De digitalisering van de rechtspraak verloopt volgens de Nederlandse Orde van Advocaten (NOvA) niet vlekkeloos. Een belangrijke aanbeveling van de parlementaire onderzoekscommissie Elias, die ICT-debacles bij de overheid onderzocht, wordt in de wind geslagen.
Met het project Kwaliteit en Innovatie (KEI) wil het kabinet de rechtspraak van A tot Z digitaliseren. Onlangs had een delegatie van de NOvA een overleg met de Tweede Kamer over dit zogeheten KEI-project. In een gespreksnotitie voor de Kamer schrijft de Orde dat er in de plannen voor de digitalisering van de rechtspraak geen testcyclus is opgenomen. Dit terwijl de parlementaire onderzoekscommissie Elias dat wel nodig vindt, na de ICT-debacles in de afgelopen jaren bij de overheid.
Verder is volgens de NOvA de wifi-capaciteit in rechtszalen onvoldoende ‘bedrijfszeker’ om rechtszoekenden toegang te bieden tot digitale dossiers.

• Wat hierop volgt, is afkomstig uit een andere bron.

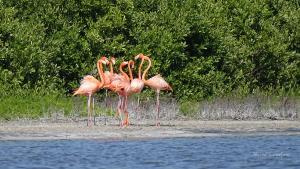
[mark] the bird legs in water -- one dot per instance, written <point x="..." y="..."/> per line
<point x="126" y="121"/>
<point x="120" y="109"/>
<point x="157" y="108"/>
<point x="90" y="114"/>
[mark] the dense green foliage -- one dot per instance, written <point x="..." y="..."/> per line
<point x="203" y="48"/>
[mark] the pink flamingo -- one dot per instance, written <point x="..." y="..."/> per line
<point x="156" y="83"/>
<point x="90" y="85"/>
<point x="118" y="83"/>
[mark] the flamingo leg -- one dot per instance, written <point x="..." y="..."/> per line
<point x="157" y="108"/>
<point x="126" y="123"/>
<point x="94" y="115"/>
<point x="89" y="110"/>
<point x="119" y="111"/>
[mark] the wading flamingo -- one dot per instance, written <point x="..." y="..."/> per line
<point x="90" y="85"/>
<point x="120" y="81"/>
<point x="156" y="83"/>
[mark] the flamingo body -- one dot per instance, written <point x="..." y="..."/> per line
<point x="88" y="86"/>
<point x="157" y="83"/>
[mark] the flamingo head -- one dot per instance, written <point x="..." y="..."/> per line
<point x="124" y="63"/>
<point x="139" y="56"/>
<point x="131" y="62"/>
<point x="104" y="60"/>
<point x="113" y="60"/>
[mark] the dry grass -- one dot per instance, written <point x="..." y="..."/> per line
<point x="249" y="108"/>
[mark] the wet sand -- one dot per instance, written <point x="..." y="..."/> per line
<point x="48" y="130"/>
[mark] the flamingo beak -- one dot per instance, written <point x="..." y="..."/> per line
<point x="137" y="56"/>
<point x="113" y="60"/>
<point x="103" y="62"/>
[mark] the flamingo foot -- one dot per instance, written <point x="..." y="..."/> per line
<point x="157" y="124"/>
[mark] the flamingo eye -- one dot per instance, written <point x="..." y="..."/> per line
<point x="137" y="56"/>
<point x="113" y="60"/>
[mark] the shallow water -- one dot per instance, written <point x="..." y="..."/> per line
<point x="269" y="151"/>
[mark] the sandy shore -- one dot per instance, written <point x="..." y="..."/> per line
<point x="45" y="130"/>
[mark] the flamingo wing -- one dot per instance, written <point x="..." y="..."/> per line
<point x="158" y="83"/>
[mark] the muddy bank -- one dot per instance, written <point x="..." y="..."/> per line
<point x="47" y="130"/>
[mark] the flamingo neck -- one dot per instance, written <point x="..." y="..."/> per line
<point x="129" y="69"/>
<point x="111" y="67"/>
<point x="101" y="74"/>
<point x="123" y="73"/>
<point x="147" y="69"/>
<point x="140" y="69"/>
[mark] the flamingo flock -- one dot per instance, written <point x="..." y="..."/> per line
<point x="122" y="84"/>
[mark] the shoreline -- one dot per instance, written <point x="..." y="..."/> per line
<point x="69" y="130"/>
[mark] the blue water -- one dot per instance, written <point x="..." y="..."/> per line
<point x="280" y="151"/>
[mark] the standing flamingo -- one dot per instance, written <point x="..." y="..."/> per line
<point x="117" y="85"/>
<point x="156" y="83"/>
<point x="90" y="85"/>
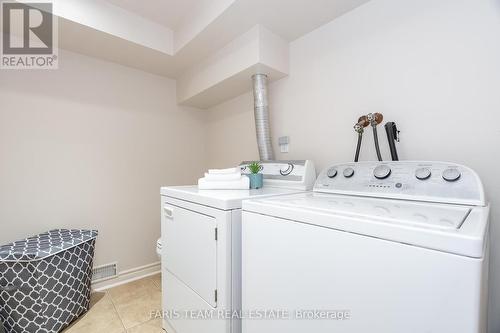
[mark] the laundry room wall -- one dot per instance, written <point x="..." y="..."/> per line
<point x="431" y="66"/>
<point x="88" y="146"/>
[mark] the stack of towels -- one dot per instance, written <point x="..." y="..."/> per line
<point x="224" y="179"/>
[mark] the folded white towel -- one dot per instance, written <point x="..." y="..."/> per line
<point x="223" y="171"/>
<point x="222" y="177"/>
<point x="241" y="184"/>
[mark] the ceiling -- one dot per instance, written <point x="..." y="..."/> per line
<point x="168" y="13"/>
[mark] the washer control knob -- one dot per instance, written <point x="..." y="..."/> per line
<point x="331" y="173"/>
<point x="382" y="171"/>
<point x="423" y="173"/>
<point x="451" y="175"/>
<point x="348" y="172"/>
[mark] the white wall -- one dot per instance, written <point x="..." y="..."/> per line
<point x="431" y="66"/>
<point x="88" y="146"/>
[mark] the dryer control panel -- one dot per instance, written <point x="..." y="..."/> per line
<point x="410" y="180"/>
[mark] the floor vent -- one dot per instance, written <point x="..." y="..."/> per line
<point x="104" y="272"/>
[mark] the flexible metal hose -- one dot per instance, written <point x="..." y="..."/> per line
<point x="261" y="113"/>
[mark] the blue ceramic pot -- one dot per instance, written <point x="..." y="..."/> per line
<point x="256" y="180"/>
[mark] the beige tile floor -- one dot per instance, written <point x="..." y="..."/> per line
<point x="128" y="308"/>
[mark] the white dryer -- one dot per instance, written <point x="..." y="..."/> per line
<point x="397" y="247"/>
<point x="201" y="248"/>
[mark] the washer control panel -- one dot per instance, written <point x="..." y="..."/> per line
<point x="410" y="180"/>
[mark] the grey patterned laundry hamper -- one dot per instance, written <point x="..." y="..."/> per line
<point x="45" y="280"/>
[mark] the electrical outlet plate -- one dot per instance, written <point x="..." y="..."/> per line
<point x="104" y="272"/>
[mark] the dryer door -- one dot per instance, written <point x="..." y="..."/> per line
<point x="191" y="250"/>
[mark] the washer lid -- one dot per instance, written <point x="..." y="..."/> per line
<point x="432" y="216"/>
<point x="449" y="228"/>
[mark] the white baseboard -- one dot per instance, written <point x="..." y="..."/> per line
<point x="128" y="276"/>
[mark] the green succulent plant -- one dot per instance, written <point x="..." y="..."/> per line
<point x="254" y="167"/>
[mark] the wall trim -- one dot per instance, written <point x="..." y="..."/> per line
<point x="127" y="276"/>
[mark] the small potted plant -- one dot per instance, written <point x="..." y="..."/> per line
<point x="256" y="178"/>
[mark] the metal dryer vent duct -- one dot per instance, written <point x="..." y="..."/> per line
<point x="261" y="113"/>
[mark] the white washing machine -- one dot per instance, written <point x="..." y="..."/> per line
<point x="201" y="248"/>
<point x="397" y="247"/>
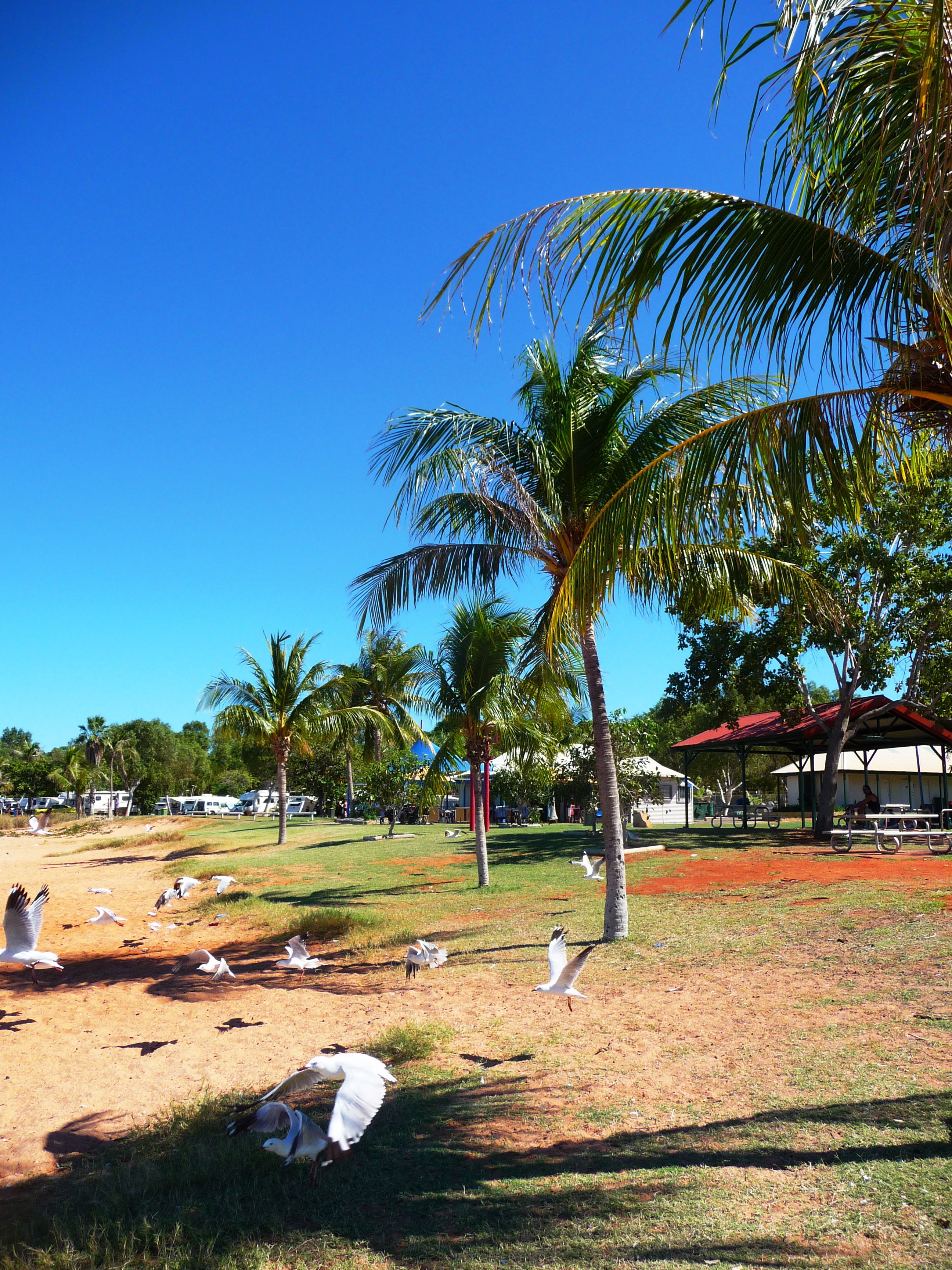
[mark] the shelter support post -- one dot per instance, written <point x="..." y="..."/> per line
<point x="744" y="783"/>
<point x="687" y="790"/>
<point x="813" y="790"/>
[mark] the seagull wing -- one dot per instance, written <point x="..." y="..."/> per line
<point x="223" y="972"/>
<point x="556" y="954"/>
<point x="574" y="968"/>
<point x="270" y="1118"/>
<point x="294" y="1084"/>
<point x="18" y="926"/>
<point x="358" y="1102"/>
<point x="35" y="914"/>
<point x="201" y="957"/>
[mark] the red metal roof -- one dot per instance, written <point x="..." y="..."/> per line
<point x="894" y="724"/>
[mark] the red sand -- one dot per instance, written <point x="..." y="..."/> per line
<point x="775" y="869"/>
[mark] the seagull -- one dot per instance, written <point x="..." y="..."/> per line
<point x="22" y="924"/>
<point x="103" y="917"/>
<point x="563" y="973"/>
<point x="304" y="1141"/>
<point x="298" y="958"/>
<point x="593" y="868"/>
<point x="358" y="1099"/>
<point x="423" y="953"/>
<point x="203" y="961"/>
<point x="180" y="889"/>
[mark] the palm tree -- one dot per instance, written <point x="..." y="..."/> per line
<point x="282" y="707"/>
<point x="387" y="677"/>
<point x="119" y="750"/>
<point x="846" y="256"/>
<point x="502" y="497"/>
<point x="73" y="775"/>
<point x="92" y="737"/>
<point x="480" y="698"/>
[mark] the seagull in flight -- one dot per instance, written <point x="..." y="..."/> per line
<point x="103" y="917"/>
<point x="423" y="953"/>
<point x="22" y="925"/>
<point x="304" y="1140"/>
<point x="180" y="889"/>
<point x="203" y="961"/>
<point x="298" y="958"/>
<point x="562" y="972"/>
<point x="593" y="868"/>
<point x="358" y="1099"/>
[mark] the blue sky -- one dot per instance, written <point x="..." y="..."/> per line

Bovendien zijn er begin dit jaar toezeggingen gedaan over een noodkanaal, maar is nog steeds onduidelijk hoe dat wordt vormgegeven.
Technische specificaties van het digitale systeem zijn evenmin al bekend, zodat softwareontwikkelaars nog geen programma’s kunnen ontwikkelen voor advocatenkantoren. Zonder die software moeten advocaten via een algemene portal inloggen, wat erg omslachtig is.
De NOvA verzet zich tegen het feit dat asieladvocaten als een van de eerste groep advocaten per 1 januari 2016 de overgang moeten maken naar het digitale systeem. De advocaten zijn er volgens de Orde qua technische kennis en financiën onvoldoende op voorbereid. Hun clientèle beschikt ook niet over computers of laptops. ‘Een slechte start kan het draagvlak voor digitalisering onder de hele advocatuur schaden’, schrijft NOvA in haar gespreksnotitie.